Os dois entrevistados, separadamente, chegaram à uma conclusão: o que está em curso no Brasil, com a chamada “guerra às drogas”, é uma política de morte direcionada à população preta e pobre do país. Uma Necropolítica, afirma Anna Beatriz em consonância com o intelectual camaronês Achille Mbembe, que define o termo como “uso do poder social e político para decretar como algumas pessoas podem viver e como outras devem morrer”. A proibição das drogas, nesse contexto, é apenas uma faceta da antidemocracia vivida por determinados grupos sociais.

A advogada explica como o Direito brasileiro propõe essa seletividade penal:
“O que diferencia usuário de traficante por nossa legislação é pura e simplesmente o estereótipo social.”
Anna Beatriz Silva
Homens jovens, negros e periféricos são o perfil da pessoa encarcerada no Brasil, embora a realidade do encarceramento feminino seja exatamente a mesma. Na proporção em que a proibição acontece, o número de pessoas negras encarceradas dispara, uma incidência que superlota toda penitenciária brasileira e agrava a situação de insalubridade nesses lugares.

Hiperencarceramento de pessoas negras
No entendimento da advogada, esse fenômeno do “hiperencarceramento” também acontece por uma indisposição do estado em evoluir tecnologicamente para apuração de crimes mais graves, como homicídio. Como são mais fáceis de serem apreendidos, os crimes relacionados ao tráfico protagonizam os alarmantes números relativos ao cárcere no Brasil, refletindo uma ideia ilusória de saciedade, uma sensação de que o dever do estado está sendo cumprido. Assim, a política de enfrentamento às drogas pode até parecer eficaz, mas esta afirmação é, na verdade, uma das maiores falácias já produzidas neste país, já que não atinge seu principal objetivo, a diminuição do uso.
Raphael Esteves coloca que, se não é uma cela em condições subumanas, o que a política proibicionista de drogas reserva para populações negras e periféricas do Brasil é um cotidiano de terror, perseguição e extermínio.

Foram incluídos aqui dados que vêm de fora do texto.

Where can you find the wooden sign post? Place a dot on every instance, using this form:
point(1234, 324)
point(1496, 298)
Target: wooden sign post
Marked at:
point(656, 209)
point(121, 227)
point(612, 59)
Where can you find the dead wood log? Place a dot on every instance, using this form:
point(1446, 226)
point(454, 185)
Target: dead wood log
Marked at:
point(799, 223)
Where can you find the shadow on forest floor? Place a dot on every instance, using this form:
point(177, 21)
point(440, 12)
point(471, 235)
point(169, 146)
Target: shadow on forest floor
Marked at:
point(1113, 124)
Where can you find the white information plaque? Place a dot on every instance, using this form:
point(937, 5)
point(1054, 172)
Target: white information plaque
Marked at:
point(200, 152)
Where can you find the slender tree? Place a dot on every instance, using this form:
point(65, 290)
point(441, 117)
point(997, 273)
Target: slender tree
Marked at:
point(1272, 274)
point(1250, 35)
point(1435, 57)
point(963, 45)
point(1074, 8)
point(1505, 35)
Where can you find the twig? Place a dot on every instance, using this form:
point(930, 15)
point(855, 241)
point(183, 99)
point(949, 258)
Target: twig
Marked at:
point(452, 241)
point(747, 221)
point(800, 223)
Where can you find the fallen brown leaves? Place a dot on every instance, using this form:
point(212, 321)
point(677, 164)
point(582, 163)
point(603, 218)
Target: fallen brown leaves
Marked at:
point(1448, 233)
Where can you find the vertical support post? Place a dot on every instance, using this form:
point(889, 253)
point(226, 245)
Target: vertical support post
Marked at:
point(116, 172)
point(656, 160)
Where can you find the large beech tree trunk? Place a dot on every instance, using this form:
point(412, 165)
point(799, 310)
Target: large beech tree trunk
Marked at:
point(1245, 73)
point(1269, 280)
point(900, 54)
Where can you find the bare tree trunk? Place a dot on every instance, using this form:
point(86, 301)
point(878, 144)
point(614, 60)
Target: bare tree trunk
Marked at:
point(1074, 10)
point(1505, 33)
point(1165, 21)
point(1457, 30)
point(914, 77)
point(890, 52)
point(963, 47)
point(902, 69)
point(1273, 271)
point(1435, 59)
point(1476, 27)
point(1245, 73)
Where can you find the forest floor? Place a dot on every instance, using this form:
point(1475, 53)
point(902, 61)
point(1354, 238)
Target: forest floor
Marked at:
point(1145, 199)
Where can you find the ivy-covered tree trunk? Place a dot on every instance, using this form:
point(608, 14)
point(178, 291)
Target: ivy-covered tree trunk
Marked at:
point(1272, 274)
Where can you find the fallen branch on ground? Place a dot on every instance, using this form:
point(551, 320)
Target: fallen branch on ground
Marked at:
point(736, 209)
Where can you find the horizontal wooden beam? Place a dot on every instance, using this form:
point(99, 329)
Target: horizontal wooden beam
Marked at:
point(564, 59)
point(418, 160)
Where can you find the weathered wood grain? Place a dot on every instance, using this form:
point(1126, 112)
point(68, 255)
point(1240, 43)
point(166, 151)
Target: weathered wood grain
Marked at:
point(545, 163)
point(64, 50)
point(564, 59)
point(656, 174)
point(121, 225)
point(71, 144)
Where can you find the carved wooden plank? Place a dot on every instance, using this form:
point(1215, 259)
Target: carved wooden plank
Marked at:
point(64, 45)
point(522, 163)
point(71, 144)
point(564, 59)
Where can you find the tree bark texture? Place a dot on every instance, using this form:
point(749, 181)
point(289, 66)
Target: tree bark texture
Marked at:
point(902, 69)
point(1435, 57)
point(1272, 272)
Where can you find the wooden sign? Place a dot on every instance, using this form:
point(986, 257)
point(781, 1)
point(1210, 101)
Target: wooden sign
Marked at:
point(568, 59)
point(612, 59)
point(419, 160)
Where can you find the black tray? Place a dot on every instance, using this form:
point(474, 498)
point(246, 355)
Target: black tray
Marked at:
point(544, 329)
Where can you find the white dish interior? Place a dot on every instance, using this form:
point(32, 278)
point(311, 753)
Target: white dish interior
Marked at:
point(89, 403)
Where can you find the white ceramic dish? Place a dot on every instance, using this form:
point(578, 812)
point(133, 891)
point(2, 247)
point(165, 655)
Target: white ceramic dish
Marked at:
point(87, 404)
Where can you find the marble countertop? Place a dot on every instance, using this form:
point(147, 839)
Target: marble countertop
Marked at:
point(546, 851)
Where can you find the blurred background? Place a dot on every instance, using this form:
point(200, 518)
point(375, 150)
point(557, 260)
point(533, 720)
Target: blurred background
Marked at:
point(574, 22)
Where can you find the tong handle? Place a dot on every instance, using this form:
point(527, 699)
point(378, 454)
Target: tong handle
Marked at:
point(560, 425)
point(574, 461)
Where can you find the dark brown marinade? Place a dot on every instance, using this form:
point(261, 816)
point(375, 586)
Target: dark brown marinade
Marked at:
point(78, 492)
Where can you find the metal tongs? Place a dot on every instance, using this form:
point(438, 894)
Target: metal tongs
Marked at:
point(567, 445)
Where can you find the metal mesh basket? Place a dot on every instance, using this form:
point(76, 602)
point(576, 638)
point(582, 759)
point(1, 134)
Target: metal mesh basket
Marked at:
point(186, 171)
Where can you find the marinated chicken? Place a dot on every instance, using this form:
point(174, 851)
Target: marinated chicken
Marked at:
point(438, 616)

Anna Beatriz diz que está na trincheira da advocacia popular – um espaço muito pouco ocupado dentro das áreas de atuação do Direito – pela asseguração mínima das garantias constitucionais dos indivíduos, mas também por uma questão ancestral, um propósito de vida. Para a advogada, a única saída possível em relação ao tema, é a legalização e regulamentação das drogas, que possibilitam um planejamento pautado na redução de danos, no lugar da punição seletiva. A advogada afirma com toda convicção que a questão das drogas é puramente uma questão de saúde pública, ao invés de segurança pública.
Para o historiador Raphael, não basta que as drogas sejam somente legalizadas. O saldo da política proibicionista de drogas, cujo custo humano é imensurável, necessita de políticas públicas que visem reparações financeiras e psicológicas para famílias que foram diretamente afetadas, seja pelo encarceramento, seja pela morte de parentes perdidos nessa guerra.